Booze price hike would lead to cheaper food, claims health watchdog
Hiking booze prices will force shops to slash the cost of food - and lead to greater state benefits, say a health watchdog.
Critics have claimed the Scottish government's plan will hit the poorest families.But the National Institute for Health and Clinical Excellence believe that if supermarkets cannot entice customers with cut-price booze, they will use food as "loss leaders" instead.
And they say pricier alcohol will push up the Retail Prices Index - which determines benefits and state pensions.
Report author Anne Ludbrook, an Aberdeen University professor, said: "People on low incomes could be better off."
Far be it from me to argue with a professor of 'health economics' but I can see one or two problems with this...
Firstly, as I've said before, I'm quite sceptical about whether supermarkets really sell much alcohol below below cost price (ie. as a loss leader). That's mainly because I've never seen these cheap deals with my own eyes. On the other hand, I've never heard a supermarket explicitly deny doing it, and I don't know exactly what the wholesale price for a can of Heineken is, so let's assume it happens.

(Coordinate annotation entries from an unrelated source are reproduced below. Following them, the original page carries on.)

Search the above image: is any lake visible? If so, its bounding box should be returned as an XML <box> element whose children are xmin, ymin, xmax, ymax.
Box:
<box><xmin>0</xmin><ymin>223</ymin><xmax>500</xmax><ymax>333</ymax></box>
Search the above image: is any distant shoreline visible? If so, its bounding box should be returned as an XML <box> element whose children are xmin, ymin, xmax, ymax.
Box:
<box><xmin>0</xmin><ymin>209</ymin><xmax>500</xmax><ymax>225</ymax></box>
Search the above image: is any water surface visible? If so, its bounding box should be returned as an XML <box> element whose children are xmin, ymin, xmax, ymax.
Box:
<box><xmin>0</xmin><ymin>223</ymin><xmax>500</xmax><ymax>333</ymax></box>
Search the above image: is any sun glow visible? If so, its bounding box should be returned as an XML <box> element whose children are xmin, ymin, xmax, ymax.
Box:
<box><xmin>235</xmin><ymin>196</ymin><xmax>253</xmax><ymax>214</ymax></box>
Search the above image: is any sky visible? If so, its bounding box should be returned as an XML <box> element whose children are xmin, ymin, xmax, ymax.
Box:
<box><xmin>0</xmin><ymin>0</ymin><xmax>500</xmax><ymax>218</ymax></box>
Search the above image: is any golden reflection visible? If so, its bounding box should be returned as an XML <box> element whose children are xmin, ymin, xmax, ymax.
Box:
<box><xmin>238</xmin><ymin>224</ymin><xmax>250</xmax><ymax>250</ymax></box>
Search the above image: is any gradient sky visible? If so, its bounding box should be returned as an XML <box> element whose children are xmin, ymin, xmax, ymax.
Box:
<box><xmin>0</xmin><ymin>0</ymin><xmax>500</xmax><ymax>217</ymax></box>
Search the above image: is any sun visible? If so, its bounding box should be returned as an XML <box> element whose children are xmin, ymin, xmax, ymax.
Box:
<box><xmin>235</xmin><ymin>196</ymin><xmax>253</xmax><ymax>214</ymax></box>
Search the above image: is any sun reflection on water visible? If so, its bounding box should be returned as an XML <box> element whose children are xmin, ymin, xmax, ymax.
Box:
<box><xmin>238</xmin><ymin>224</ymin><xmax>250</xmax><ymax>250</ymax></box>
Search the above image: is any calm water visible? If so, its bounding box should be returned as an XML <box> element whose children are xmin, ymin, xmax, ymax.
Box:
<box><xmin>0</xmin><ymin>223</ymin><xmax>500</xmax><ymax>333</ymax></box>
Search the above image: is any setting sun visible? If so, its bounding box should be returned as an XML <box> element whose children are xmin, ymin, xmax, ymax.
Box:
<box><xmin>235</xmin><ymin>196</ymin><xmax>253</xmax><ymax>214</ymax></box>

If it does, then surely the point is to draw people in with cheap booze and then get them to buy the core product, ie. food.
But if, as Ms. Ludbrook suggests, they sell food below cost price, that's not a loss leader, that's just making a loss. You've got nothing to lead them to.
Secondly, if you want to increase state benefits and pensions, then just campaign for that. Why go round the houses trying to making alcohol more expensive in order to (slightly) increase inflation? Besides which, food is also included in the Retail Price Index and the price of that—supposedly—is going to be "slashed".
Any anyway, people on benefits drink too, so the money you contrive to give them by increasing their benefits is going to be cancelled out by the extra money you force them to pay for their booze.